Business has been good, Mr. O'Neill said. Revenue has increased 50 percent in each of the past two years, reaching $1.2 million.
But November 2008 wasn't a good time to start a business, he said. "We're operationally cash-flowing, but there's not enough excess cash flow to deal with payables from the first 18 months in operation."
The court filing provides few details. Stated assets and liabilities each were between $1 million and $10 million. A more complete filing is due Aug. 24.
"We're not asking for pennies on the dollar," Mr. O'Neill said. "We're looking to pay everything in full."
The goal, pending direction from the court and creditors committee, is to complete the reorganization in two to three years, he said. The first meeting of creditors is set for Sept. 9 at 1:30 p.m. at the bankruptcy court in Santa Rosa.

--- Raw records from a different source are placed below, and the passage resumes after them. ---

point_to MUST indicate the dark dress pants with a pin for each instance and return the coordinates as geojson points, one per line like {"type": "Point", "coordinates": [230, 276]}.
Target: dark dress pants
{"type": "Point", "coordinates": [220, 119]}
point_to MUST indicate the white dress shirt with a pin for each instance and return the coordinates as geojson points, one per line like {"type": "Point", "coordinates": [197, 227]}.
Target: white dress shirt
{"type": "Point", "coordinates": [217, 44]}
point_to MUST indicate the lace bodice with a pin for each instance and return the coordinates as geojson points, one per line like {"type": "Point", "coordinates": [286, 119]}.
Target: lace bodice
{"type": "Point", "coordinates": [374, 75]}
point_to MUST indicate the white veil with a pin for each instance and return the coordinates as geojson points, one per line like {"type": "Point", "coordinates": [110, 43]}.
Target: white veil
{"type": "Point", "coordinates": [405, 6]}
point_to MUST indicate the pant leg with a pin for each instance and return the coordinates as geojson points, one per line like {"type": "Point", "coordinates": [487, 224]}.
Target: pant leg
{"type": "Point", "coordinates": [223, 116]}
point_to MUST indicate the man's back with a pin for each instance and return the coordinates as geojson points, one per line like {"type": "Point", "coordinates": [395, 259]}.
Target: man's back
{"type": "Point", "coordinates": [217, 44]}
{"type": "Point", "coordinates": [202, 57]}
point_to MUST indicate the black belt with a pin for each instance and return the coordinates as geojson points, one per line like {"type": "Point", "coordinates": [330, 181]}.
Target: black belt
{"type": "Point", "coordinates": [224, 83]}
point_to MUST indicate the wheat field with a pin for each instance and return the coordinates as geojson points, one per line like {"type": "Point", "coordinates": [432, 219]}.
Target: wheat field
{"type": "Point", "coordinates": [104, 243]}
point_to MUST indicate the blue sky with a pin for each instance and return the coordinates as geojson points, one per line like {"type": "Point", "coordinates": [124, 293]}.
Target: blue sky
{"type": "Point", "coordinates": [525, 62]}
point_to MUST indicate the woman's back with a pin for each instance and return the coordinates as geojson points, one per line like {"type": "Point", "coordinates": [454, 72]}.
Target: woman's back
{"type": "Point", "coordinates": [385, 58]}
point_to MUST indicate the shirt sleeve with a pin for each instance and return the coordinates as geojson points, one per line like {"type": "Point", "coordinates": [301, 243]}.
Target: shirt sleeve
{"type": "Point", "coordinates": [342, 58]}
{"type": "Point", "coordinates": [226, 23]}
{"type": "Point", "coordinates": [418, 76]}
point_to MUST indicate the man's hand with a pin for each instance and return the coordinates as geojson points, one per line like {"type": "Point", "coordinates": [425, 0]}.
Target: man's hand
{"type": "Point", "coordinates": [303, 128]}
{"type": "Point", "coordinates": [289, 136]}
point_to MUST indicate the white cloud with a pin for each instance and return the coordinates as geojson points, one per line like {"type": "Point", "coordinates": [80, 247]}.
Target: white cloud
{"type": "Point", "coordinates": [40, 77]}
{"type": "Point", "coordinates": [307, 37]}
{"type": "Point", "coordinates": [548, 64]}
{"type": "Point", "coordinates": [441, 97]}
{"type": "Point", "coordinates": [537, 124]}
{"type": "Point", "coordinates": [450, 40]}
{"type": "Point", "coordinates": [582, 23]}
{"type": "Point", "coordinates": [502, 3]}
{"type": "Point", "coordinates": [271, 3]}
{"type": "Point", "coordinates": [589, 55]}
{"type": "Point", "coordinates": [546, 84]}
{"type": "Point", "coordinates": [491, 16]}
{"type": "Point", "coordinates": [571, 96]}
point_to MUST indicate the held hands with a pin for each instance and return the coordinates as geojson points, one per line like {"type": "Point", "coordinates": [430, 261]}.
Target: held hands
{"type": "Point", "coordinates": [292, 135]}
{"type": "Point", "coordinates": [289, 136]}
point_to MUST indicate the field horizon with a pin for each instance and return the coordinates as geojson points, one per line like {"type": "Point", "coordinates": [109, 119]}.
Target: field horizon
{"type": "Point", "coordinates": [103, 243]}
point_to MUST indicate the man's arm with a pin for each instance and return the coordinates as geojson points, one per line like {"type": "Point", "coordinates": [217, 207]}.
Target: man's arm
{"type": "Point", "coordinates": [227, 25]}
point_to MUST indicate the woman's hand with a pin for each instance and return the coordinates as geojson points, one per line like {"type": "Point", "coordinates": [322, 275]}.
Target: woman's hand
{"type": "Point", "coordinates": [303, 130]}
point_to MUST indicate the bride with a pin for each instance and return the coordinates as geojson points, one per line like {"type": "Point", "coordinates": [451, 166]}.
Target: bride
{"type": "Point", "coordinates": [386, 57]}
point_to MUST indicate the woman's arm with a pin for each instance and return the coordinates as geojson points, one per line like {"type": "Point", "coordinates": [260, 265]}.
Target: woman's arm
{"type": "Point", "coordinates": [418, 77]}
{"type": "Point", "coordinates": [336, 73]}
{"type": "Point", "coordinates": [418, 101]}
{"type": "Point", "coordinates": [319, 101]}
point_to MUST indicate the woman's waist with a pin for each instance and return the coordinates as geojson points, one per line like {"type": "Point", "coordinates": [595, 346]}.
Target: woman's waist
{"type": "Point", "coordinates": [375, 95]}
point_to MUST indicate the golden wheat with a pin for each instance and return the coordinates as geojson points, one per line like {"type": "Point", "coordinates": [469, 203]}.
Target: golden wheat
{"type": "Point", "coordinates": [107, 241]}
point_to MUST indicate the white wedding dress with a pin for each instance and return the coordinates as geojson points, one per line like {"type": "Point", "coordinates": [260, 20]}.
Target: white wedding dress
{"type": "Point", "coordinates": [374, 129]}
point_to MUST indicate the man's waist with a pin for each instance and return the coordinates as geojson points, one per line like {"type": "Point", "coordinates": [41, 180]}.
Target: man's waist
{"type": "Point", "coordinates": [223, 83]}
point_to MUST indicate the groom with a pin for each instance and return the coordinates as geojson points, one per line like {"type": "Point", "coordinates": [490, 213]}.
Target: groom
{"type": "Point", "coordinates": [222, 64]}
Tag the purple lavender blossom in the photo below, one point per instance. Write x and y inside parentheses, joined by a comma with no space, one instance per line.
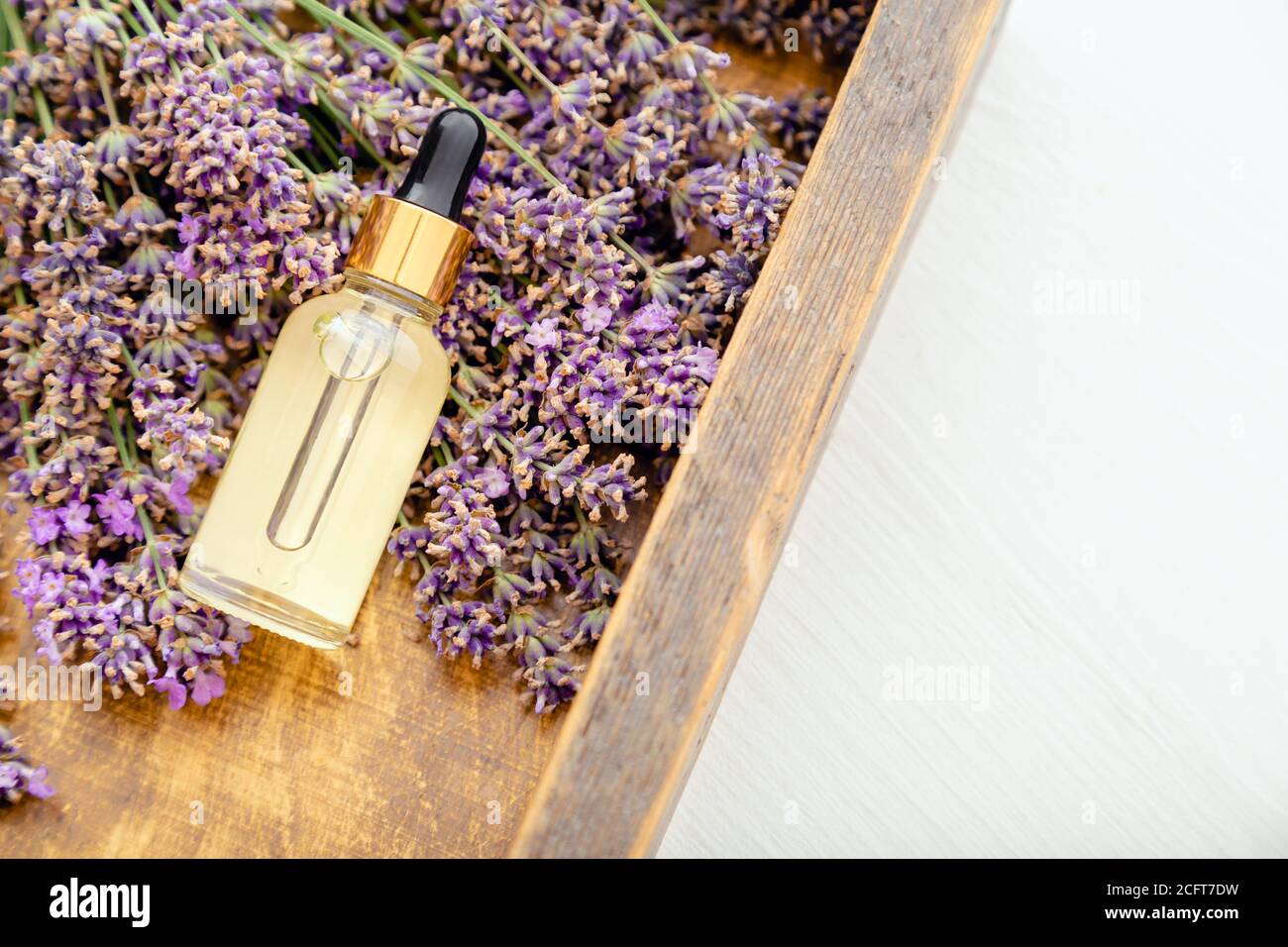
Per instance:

Top creditors include the state for a $46,000 sales-tax claim, Encore Glass for $17,000 in wine bottles, Accurate Forklift for a nearly $16,000 lease-purchase and Jerry & Don's Yager Pump & Well Services for $13,000. Winegrape growers with claims include Manchester Ridge, Devils Gulch and Sunrise Farms.

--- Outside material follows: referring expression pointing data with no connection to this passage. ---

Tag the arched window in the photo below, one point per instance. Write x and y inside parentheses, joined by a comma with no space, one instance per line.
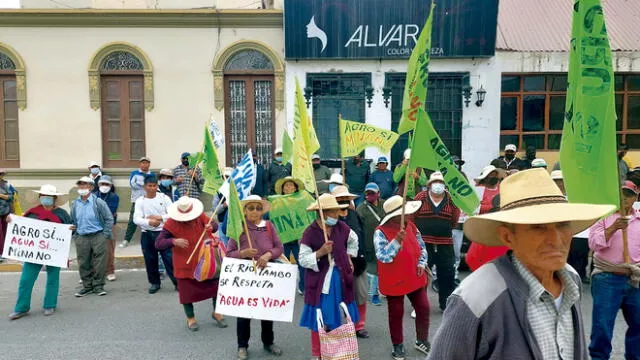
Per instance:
(121,83)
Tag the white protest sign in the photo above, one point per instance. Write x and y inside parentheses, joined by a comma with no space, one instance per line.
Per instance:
(243,175)
(265,294)
(37,241)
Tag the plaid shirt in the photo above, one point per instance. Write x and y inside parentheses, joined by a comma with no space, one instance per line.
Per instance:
(386,251)
(192,187)
(552,327)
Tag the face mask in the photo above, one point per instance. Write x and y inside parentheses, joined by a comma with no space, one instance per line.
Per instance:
(330,221)
(437,188)
(372,197)
(46,200)
(83,192)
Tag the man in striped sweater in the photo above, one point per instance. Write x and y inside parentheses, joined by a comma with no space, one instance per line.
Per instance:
(436,219)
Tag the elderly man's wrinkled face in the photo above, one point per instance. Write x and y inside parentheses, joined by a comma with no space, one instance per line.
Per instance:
(540,247)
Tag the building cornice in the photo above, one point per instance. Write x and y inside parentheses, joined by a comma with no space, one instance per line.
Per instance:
(145,18)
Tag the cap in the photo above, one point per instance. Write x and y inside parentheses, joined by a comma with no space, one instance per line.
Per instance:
(372,187)
(86,180)
(511,147)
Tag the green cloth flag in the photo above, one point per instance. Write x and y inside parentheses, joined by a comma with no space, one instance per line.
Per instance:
(210,168)
(588,153)
(235,216)
(289,215)
(415,86)
(305,143)
(287,147)
(356,136)
(428,151)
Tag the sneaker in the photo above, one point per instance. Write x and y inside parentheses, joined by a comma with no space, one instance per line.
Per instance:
(375,300)
(423,346)
(100,292)
(84,292)
(398,352)
(243,354)
(273,349)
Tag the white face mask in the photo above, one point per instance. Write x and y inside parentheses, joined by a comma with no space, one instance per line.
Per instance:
(83,192)
(437,188)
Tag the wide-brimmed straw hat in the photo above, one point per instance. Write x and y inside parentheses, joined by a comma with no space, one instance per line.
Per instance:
(327,202)
(531,197)
(185,209)
(393,207)
(280,184)
(341,192)
(256,199)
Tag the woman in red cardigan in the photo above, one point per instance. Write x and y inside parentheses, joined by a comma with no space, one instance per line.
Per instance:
(181,232)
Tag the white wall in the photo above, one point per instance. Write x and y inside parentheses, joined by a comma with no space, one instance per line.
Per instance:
(480,126)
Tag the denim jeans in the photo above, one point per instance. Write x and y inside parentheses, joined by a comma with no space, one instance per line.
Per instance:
(611,293)
(294,248)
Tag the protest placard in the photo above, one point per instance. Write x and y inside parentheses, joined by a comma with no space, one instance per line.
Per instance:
(37,241)
(265,294)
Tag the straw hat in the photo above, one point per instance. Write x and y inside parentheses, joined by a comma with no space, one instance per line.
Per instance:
(280,184)
(531,197)
(341,192)
(327,202)
(393,207)
(256,199)
(185,209)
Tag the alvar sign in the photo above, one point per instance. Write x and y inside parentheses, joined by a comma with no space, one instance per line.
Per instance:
(387,29)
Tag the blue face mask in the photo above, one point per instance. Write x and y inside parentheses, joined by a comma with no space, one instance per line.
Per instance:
(331,221)
(46,200)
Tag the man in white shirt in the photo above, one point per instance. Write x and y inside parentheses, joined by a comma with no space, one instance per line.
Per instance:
(150,215)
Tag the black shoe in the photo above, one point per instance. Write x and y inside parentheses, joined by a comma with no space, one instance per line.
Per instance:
(398,352)
(84,292)
(423,346)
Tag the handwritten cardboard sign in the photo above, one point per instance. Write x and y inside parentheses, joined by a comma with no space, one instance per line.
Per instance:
(265,294)
(37,241)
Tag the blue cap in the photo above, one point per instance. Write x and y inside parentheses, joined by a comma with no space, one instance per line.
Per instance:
(372,187)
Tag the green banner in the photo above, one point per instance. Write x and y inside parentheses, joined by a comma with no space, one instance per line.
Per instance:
(588,153)
(428,151)
(355,137)
(290,216)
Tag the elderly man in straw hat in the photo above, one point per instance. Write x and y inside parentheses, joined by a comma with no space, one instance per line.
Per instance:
(614,283)
(527,302)
(402,263)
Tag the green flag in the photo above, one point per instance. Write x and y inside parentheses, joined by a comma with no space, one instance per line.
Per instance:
(289,215)
(287,147)
(415,86)
(210,168)
(428,151)
(235,216)
(588,153)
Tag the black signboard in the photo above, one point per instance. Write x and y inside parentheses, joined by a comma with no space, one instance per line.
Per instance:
(387,29)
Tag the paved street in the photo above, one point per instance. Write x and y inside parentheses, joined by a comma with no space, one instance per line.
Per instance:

As Sonoma Vineyard Acquisition, Mr. O’Neill, his wife, Barbara Sattler, Giovanni Balistreri, Anothony Austin and Debra Del Fiorentino acquired the property in October 2009 from Jerry and Christine Topolos after an initial lease.
Since the purchase, they've been working toward renovating the property and upgrading the winery. However, plans for a new winery have been on hold as the company has been seeking followup U.S. Small Business Administration financing, Mr. O'Neill said.
Yet, he said finding a bank to undertake the first position of an SBA business-expansion loan has been difficult in the past year because of requirements for longer-term cash-flow history and more collateral.
In the meantime, Owl Ridge Wine Services in Sebastopol has been making the wine, averaging 2,000 cases a year. After making arrangements with a barrel supplier for this harvest, Russian River Vineyards plans to make 1,000 to 1,500 cases to at least supply the tasting room.
The vines were first planted in 1963, and the winery was built six years later to accompany a restaurant on the property. Since that time, the winery-restaurant combo -- established before it became a regulatory no-no -- passed through a few owners. In 1979, winemakers Jerry and Mike Topolos used a purchase option from their vineyard management contract to acquire the winery and restaurant.
Santa Rosa bankruptcy attorney Michael Fallon is representing Sonoma Vineyard Acquisition.